Hints for working Floral Bucks Point Lace

Bucks Point is a delicate lace worked in fine thread with the design outlined in a thicker gimp thread. Many of the patterns, particularly the simpler ones, are geometric but Bucks Point is also known for its many beautiful floral designs. These can be a real test of a lacemaker’s skill and I think it is important to have a good understanding of geometric Bucks Point before attempting floral patterns.

The techniques used in geometric Bucks Point are well defined as there are a set number of pairs, each of which has a specific function to fulfil. Knowledge of these techniques is also needed for floral Bucks Point but also a feeling for, among other things, when and where pairs need to be added or removed in pattern areas, bringing pairs from the ground into pattern areas at the correct angle and vice versa, and linking pattern areas to the ground. Every pattern is different so there are no ‘one size fits all’ solutions to these difficulties and often more than one way of achieving the desired effect.

The hints here are suggestions only, not rules to be followed rigidly. Remember that most people will see your lace at a distance and not through a magnifying glass so don’t get too bogged down trying to get everything absolutely perfect. Aim for a good effect and flow. Old patterns shouldn't be ‘trued up’ too much — some irregularities can contribute to the effect of a pattern and removing them could spoil it. In old patterns, even geometric ones, pin-holes were sometimes moved from ‘true’ because this looked better.

Taking pairs from ground to pattern areas and vice versa

Pairs from the ground should come in and leave at the correct angle. Remember that in point ground the pairs lie above the ground pin-holes (one reason why it is sometimes difficult to tell exactly where you are!). Be prepared to work ground stitches without pins beside pattern areas to avoid large holes. Where a ground pair joins a pattern area and is left out again immediately, one of the methods shown below may give a better result than simply working ‘stitch, pin, stitch’ with the weaver.

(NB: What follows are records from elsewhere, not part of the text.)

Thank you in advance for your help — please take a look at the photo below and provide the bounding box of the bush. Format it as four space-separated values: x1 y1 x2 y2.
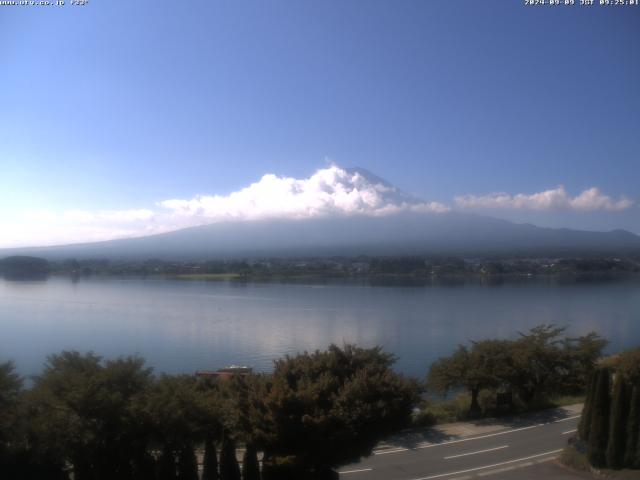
560 444 591 472
410 409 436 428
422 394 472 424
255 344 420 473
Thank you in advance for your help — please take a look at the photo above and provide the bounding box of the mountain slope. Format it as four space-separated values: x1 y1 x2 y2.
3 167 639 260
2 212 639 260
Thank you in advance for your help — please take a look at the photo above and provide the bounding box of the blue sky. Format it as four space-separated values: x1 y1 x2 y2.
1 0 639 247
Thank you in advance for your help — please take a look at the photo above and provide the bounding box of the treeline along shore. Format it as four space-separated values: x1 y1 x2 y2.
2 254 640 281
2 325 638 480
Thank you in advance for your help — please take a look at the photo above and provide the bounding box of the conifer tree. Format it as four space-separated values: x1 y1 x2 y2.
177 445 199 480
606 375 629 468
242 443 260 480
219 434 241 480
202 436 219 480
588 367 611 468
636 421 640 469
158 450 178 480
624 386 640 468
579 372 597 442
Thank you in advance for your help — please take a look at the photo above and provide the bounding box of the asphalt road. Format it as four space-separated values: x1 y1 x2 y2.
338 413 580 480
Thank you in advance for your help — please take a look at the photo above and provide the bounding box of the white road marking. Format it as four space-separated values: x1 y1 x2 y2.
444 445 509 460
373 415 580 456
374 447 409 455
339 468 373 474
535 457 555 463
554 415 581 423
477 465 516 476
408 449 563 480
562 429 577 435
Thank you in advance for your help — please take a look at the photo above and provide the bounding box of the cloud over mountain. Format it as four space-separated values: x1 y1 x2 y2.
159 166 450 221
455 186 633 212
2 166 634 249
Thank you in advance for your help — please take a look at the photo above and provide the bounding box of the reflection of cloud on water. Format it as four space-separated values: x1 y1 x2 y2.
2 277 640 377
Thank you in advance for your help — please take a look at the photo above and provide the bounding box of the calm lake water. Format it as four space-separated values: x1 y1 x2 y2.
1 276 639 379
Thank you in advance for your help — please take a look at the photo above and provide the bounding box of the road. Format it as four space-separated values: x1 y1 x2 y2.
338 411 580 480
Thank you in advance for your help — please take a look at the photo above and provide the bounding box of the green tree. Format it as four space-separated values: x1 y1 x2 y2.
615 348 640 384
561 332 608 393
27 351 153 480
219 434 241 480
0 361 21 447
157 451 177 480
141 374 220 479
202 435 219 480
427 340 514 415
606 374 629 468
624 386 640 468
256 344 419 477
177 445 199 480
587 367 611 468
509 325 567 404
0 361 32 480
242 443 260 480
578 372 597 442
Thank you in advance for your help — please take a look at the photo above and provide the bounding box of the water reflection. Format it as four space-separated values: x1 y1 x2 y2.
0 276 639 379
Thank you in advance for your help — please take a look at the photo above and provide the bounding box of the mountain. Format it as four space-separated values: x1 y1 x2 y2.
2 167 639 260
2 212 639 260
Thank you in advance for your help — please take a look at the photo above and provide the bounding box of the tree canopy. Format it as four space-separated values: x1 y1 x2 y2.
427 325 607 415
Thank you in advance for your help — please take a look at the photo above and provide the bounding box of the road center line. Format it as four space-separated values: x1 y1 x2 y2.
409 449 563 480
339 468 373 475
374 447 409 455
373 415 580 456
444 445 508 460
554 415 581 423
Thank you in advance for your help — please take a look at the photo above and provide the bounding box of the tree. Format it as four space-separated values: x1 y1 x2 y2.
177 445 199 480
0 361 31 480
256 344 419 476
587 368 611 468
202 435 219 480
562 332 608 393
509 325 567 403
578 372 597 442
606 374 629 468
615 348 640 385
0 361 21 447
27 351 153 480
427 346 470 398
142 374 220 480
624 386 640 468
219 434 241 480
157 451 177 480
242 443 260 480
427 341 514 415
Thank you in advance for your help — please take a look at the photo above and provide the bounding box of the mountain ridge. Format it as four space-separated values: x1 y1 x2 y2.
3 167 638 260
2 211 639 260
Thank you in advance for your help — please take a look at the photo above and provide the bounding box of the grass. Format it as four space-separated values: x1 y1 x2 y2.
411 392 585 427
547 394 586 408
559 445 591 472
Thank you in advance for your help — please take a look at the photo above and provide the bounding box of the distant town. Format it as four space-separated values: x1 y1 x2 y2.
2 254 640 281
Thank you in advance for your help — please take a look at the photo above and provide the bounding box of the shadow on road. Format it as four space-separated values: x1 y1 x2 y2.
377 406 578 451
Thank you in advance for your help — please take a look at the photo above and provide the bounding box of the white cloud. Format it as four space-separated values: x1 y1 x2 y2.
24 209 155 224
4 209 164 248
455 186 633 212
1 166 632 249
1 167 448 248
159 166 449 221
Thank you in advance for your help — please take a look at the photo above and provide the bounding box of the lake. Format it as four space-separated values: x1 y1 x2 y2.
1 276 639 379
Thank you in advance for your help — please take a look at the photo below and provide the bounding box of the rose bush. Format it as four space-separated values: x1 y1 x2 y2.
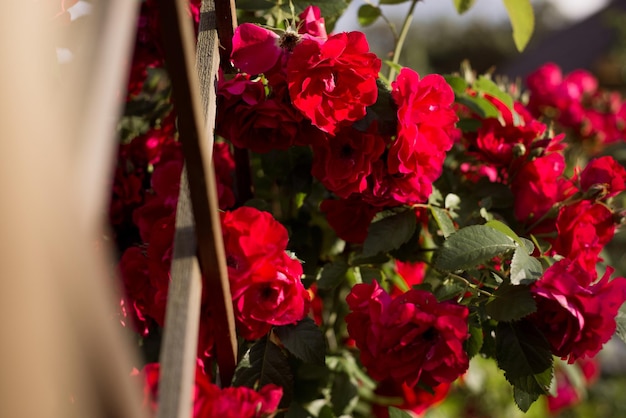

Left: The ground pair is simply linked round the weaver — no stitch is worked. Centre: The ground pair and weaver change places by working a cloth stitch within the gimp. Right: The ground pair and weaver work a ground stitch without a pin outside the gimp.

Working pattern areas

Try to keep the weaving even and at right angles to the footside (or footside equivalent in motifs). Add pairs as necessary to fill out the cloth stitch. If you're wondering whether or not to add a pair, you probably need one. It's usually better to add a pair or two extra than to try to manage with too few but do not make the cloth stitch too solid. In her Bobbin Lace Manual Geraldine Stott says “Aim for muslin not sheets: we want to see individual threads not a solid mass.”, a good guide. Gentle tensioning will help to keep the threads spread evenly.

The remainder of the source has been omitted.